Like an idiot, I unfortunately did an adjustable rate instead of a fixed rate and the prime rate has gone up a couple times since the loan originated so now I'm around 4.75%. I had originally been planning to pay off my loan by December through savings and income but I have not been able to devote as much as I had planned and have about $15,500 left with around $7000 in savings and a monthly takehome around $3200 (though I'm about to start a pt job so this will increase). I also have a $20K bonus coming in January.

I think my job is pretty stable and this is my highest interest debt so I'm not worried about having a large emergency fund. However, I am growing concerned about whether I'll be able to contribute significantly to retirement if the 401(k) limits are reduced. Should I hold off throwing money at my loans and contribute extra money to my 401(k) in November and December or just stay the course and kill off my loans as quickly as possible?

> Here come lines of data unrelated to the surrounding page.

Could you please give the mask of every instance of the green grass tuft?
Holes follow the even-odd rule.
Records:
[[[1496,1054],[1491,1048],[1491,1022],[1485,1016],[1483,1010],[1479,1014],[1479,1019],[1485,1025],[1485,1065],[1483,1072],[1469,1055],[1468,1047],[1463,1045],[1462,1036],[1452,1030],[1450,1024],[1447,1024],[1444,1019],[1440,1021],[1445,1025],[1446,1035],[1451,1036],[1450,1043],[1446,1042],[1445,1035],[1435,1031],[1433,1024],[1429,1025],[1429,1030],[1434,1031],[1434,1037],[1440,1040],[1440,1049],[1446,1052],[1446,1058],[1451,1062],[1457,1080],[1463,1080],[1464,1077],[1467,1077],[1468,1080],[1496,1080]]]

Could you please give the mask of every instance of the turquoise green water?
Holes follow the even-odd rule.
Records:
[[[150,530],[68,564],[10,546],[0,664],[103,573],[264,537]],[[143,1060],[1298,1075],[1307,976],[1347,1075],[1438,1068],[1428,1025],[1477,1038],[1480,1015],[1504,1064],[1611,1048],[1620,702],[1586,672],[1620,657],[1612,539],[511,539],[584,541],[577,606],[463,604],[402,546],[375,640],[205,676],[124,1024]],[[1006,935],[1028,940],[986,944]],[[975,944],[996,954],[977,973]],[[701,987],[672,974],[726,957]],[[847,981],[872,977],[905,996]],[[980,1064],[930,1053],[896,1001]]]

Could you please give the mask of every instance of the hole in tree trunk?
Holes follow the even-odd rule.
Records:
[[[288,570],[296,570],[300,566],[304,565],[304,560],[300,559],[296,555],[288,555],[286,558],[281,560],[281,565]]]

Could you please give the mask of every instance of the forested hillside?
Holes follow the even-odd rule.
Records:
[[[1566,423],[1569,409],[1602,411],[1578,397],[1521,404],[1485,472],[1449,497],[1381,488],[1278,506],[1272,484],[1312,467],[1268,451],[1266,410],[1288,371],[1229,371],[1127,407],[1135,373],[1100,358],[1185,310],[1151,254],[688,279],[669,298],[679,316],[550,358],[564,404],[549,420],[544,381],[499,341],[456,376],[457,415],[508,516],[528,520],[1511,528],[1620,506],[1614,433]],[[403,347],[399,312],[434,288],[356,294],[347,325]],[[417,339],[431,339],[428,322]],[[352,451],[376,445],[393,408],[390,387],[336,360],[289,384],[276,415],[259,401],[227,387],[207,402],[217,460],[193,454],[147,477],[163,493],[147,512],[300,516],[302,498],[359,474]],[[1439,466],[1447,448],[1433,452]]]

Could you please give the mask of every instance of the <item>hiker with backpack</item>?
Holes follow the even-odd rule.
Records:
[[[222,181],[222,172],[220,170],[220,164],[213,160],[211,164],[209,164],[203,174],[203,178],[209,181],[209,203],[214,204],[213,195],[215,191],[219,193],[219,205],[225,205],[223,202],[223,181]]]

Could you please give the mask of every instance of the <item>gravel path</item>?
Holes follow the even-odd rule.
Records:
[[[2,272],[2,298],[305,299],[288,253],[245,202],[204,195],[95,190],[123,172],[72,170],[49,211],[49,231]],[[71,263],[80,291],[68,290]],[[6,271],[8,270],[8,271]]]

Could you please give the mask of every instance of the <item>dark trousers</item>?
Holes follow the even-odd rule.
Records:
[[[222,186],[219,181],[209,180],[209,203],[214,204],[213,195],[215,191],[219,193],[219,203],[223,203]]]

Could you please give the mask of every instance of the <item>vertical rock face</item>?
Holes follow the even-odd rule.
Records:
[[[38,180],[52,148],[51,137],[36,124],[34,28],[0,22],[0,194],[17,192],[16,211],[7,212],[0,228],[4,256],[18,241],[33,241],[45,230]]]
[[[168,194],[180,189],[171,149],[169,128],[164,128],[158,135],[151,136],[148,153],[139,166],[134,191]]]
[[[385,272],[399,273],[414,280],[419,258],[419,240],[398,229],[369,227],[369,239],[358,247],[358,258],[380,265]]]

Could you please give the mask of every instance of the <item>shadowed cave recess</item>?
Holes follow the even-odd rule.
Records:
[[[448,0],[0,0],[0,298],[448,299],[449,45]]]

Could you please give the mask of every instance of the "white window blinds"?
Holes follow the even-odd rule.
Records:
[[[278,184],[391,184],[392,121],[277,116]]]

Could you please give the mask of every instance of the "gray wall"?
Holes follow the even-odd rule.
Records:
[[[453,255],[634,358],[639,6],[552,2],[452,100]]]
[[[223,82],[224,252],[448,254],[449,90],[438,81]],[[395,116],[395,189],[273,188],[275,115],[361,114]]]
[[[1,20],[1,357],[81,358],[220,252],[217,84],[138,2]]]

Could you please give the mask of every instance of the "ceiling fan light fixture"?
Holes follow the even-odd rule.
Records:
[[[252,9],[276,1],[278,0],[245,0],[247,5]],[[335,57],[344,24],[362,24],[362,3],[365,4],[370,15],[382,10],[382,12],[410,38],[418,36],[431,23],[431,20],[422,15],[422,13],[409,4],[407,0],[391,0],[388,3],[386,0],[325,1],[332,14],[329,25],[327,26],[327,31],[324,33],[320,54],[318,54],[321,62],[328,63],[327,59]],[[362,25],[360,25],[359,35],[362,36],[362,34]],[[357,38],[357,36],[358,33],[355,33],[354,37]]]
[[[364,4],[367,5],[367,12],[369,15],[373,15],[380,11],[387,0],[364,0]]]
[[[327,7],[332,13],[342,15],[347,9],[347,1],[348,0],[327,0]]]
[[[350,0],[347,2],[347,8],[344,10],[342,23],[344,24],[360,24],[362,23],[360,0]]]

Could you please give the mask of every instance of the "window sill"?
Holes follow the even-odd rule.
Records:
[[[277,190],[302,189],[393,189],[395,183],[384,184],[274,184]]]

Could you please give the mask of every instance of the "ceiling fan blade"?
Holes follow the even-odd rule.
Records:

Unfortunately, I'm 30 and only have about 20K in retirement savings. Grad school and low income my first few years after graduation caused me to miss out on this run up and savings in my 20s :(.

Would be very interested in input.



First off, adjustable rates are almost always the way to go because the upfront savings on interest makes up for any rate fluctuations except in the rare case where rates significantly rise in years 1-3 (and by significant, I mean 3-4%).

As for your question, contribute to 401k to your employer match, then back to your loans. Use your bonus, and be debt free in January! Then, you can basically put all that towards retirement.

Don't worry about 401k limits! Who cares...

Do this order:
1. 401k to employer match
2. Max out your IRA
3. Max out an HSA if you have one (and treat it like an IRA and never get reimbursed for health care expenses)
4. Back to 401k to the max (even if lower limits)
5. Taxable brokerage - remember, the current capital gains is still 50% of the top tax bracket! It's a good deal for long term investors.